O corpo de Gean Amantino Pedroso, 22 anos, foi identificado no início da noite de sábado, após passar por um exame de necropsia em Erechim. Ele foi encontrado por volta de 7h de sábado, em um matagal a um quilômetro de Nonoai, no lado oposto ao da reserva. O corpo estava caído junto a uma árvore. Ontem à tarde, ainda podiam ser vistas marcas no tronco, possivelmente feitas durante as agressões, pedras sujas de sangue e uma poça coberta com terra. O cadáver tinha ferimentos na cabeça. O delegado José Roberto Lukaszewigz informou apenas que a pedra que teria sido usada para matar o índio foi recolhida.

Pedroso foi enterrado ao meio-dia, no cemitério da aldeia, no alto de uma colina, em meio à revolta da comunidade.

- Isso não é coisa de índio. Ele se dava bem com todos da comunidade - diz o primo Sadi Souza, 20 anos.

O jovem teria sido visto por volta de 22h de sexta-feira em um bar. Conforme a descrição de moradores da cidade, ele costumava ser inconveniente nos bares, pedindo cachaça.

Na reserva, os líderes alegam que Pedroso foi um alvo fácil de vingança. Conforme o cacique José Oreste do Nascimento, 53 anos, as ameaças são constantes, e os índios recebem a orientação de não saírem sozinhos da sede, onde moram mil pessoas, distante seis quilômetros da cidade.

Há quatro meses, o cacique denunciou à Justiça um agricultor que supostamente teria a intenção de matá-lo. Nascimento alega que conhecidos seus ouviram o colono acertando sua morte, por R$ 3 mil, com pistoleiros.

- Toda semana os índios são ameaçados. Até as placas colocadas pela Funai para delimitar a reserva foram arrancadas - diz o cacique.

Na versão da mãe do rapaz morto, o filho teria sido alvo fácil por ser ingênuo e não se comunicar bem com as pessoas.

- Por causa de terra, estamos perdendo a vida. Meu filho nunca fez mal a ninguém e foi morto feito bicho - lamenta Marilene Pedroso, 43 anos.

A insegurança preocupa a Funai. O administrador regional do órgão em Chapecó (SC), Antônio Izomar Marini, diz que os índios se queixam com freqüência:

- Ainda não sabemos se esse crime tem relação com a disputa de terras, mas a tensão dos últimos tempos leva os índios a associarem a este motivo.

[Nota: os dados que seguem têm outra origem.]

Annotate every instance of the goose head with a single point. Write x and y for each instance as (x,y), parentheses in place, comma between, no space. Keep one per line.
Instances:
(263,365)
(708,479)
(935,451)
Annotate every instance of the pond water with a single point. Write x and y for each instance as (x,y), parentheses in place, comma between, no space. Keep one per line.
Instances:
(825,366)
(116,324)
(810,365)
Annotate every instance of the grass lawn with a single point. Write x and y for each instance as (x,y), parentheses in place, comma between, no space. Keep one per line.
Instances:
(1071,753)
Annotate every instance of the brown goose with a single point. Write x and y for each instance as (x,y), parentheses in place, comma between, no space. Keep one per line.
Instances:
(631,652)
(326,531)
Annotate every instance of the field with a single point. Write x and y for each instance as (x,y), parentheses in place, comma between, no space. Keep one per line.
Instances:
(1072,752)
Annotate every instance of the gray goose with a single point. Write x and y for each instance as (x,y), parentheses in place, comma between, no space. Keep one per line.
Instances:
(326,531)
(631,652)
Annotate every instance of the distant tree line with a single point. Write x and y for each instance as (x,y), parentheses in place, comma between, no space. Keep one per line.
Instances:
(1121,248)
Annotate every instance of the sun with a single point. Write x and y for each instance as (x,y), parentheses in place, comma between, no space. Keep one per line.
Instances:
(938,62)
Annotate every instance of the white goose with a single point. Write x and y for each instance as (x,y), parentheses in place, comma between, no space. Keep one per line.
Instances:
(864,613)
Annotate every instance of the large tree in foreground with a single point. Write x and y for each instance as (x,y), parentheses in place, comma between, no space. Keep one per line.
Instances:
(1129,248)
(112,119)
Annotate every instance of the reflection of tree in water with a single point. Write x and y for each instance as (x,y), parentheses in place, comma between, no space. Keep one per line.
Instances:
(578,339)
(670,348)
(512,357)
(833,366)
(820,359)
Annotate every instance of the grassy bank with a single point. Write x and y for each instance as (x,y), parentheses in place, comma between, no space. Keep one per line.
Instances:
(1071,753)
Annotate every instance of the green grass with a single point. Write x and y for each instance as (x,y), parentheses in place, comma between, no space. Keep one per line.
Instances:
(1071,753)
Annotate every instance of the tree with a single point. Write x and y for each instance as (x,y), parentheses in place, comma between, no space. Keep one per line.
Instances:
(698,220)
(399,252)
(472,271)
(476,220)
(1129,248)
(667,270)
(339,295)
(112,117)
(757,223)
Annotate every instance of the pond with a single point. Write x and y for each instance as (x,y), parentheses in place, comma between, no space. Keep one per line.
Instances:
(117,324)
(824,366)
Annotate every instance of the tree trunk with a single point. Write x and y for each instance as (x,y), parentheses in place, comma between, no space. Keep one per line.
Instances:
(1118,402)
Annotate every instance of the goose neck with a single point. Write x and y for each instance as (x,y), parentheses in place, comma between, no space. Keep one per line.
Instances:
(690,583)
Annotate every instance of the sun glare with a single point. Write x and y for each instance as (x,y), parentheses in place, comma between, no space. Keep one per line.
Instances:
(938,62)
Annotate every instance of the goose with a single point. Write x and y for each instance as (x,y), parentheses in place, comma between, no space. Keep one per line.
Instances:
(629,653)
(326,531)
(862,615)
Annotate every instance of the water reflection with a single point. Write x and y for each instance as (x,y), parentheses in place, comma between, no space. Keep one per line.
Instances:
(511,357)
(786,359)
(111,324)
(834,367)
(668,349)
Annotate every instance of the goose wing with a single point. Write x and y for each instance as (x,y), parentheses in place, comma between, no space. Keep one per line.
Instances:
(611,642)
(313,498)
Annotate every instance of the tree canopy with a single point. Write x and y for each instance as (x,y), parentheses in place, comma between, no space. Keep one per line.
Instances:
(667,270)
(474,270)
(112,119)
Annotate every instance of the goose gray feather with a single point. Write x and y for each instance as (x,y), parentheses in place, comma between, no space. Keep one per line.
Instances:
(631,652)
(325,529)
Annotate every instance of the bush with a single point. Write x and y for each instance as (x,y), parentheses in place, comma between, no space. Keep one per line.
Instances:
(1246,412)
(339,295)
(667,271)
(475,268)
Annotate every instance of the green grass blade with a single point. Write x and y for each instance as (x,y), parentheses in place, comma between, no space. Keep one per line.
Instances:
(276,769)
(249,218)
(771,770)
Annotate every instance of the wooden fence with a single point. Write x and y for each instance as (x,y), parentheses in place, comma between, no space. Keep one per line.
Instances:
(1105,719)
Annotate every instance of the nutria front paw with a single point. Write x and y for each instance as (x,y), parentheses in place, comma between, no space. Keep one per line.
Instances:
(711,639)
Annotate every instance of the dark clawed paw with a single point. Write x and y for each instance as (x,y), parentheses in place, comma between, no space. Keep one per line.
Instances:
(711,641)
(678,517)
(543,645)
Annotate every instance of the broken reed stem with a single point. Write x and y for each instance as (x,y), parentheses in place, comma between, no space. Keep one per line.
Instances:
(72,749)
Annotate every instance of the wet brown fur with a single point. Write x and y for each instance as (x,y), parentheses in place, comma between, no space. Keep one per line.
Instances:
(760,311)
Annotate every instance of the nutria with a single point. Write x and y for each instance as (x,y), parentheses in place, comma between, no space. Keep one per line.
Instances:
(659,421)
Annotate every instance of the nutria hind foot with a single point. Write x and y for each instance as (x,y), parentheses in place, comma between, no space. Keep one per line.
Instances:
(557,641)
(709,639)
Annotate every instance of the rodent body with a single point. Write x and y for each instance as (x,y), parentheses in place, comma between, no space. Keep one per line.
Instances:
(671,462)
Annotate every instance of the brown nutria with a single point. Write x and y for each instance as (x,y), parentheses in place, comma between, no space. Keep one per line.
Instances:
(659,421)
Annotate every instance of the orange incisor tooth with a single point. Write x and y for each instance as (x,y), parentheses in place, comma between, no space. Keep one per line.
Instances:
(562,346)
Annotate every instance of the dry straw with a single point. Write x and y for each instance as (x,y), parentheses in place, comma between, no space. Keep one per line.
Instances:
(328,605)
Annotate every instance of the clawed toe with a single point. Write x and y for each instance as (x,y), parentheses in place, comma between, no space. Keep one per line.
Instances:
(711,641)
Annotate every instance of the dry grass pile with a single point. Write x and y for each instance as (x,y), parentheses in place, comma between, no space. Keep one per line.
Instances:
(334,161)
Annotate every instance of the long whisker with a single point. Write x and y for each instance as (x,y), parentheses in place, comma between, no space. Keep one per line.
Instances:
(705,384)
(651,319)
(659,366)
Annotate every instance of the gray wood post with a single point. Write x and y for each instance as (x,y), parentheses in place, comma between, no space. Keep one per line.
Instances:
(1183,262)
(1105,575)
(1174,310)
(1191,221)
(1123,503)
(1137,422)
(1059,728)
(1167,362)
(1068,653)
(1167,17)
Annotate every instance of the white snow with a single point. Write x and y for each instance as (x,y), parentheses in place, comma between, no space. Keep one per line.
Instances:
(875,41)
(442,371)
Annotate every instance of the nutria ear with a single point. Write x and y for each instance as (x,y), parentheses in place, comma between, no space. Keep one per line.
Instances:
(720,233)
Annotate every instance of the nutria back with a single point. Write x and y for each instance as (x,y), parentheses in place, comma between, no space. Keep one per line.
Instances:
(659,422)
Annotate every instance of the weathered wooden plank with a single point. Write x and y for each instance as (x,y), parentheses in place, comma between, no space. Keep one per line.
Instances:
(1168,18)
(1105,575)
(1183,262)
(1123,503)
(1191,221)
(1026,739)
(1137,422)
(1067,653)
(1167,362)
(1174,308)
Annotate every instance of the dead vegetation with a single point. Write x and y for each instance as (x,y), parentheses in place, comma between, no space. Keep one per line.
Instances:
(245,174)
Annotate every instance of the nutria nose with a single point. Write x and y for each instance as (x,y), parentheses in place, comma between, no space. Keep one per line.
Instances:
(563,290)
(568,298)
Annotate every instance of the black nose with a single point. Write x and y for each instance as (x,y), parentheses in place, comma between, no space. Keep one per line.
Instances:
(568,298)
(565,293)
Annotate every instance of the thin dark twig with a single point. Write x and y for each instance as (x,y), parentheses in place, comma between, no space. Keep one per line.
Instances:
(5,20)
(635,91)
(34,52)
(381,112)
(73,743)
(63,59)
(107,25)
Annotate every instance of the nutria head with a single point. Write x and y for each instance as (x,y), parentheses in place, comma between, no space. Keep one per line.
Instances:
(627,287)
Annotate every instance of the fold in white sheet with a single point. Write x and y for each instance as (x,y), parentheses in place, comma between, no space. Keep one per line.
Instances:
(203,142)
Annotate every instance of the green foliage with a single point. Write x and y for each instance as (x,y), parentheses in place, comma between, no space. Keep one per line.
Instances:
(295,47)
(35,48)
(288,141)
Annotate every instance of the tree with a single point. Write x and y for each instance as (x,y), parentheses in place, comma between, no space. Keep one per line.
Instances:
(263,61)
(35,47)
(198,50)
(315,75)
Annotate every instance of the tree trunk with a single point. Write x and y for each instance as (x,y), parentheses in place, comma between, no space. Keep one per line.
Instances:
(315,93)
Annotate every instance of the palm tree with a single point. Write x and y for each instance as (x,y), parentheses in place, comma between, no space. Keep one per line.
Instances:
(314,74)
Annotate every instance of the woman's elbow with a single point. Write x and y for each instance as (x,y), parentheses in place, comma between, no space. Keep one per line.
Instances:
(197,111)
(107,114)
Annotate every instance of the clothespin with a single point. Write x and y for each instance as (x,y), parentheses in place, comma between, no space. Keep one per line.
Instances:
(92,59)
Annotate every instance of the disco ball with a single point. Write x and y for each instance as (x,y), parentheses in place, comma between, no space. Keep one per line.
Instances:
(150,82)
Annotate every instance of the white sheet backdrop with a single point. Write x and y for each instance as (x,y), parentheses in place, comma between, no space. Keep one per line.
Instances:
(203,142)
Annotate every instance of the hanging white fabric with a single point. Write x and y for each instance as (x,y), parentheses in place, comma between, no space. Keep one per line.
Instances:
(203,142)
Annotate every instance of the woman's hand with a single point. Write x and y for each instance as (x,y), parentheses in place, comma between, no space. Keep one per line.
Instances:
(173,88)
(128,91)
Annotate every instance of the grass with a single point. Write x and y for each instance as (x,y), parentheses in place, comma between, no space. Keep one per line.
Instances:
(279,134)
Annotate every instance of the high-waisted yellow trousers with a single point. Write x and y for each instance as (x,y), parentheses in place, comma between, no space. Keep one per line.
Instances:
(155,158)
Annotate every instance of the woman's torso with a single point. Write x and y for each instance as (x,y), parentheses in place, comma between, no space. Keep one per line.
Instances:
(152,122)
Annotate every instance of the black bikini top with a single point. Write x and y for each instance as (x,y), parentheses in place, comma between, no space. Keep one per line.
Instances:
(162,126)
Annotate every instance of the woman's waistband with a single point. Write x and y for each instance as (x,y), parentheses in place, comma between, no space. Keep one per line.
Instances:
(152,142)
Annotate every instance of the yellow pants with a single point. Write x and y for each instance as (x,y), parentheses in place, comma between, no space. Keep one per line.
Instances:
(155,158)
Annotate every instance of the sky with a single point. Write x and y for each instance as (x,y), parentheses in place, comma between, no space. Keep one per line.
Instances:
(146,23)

O prefeito de Nonoai, Ademar Dall'Asta (PDT), lamentou o episódio e confirmou os conflitos:

- Esse que mataram não fazia mal para ninguém. Ele não faz parte de uns 10 ou 12 que fazem coisas horríveis para nós.

A fazenda de cerca de mil hectares do prefeito também foi demarcada como indígena. Nas terras, cerca de 20 famílias caingangues estão acampadas e detêm a posse judicial. O processo está no Supremo Tribunal Federal, diz Dall'Asta.

A comunidade estuda fazer hoje uma manifestação. É possível que alguma rodovia da região seja bloqueada, advertem os índios.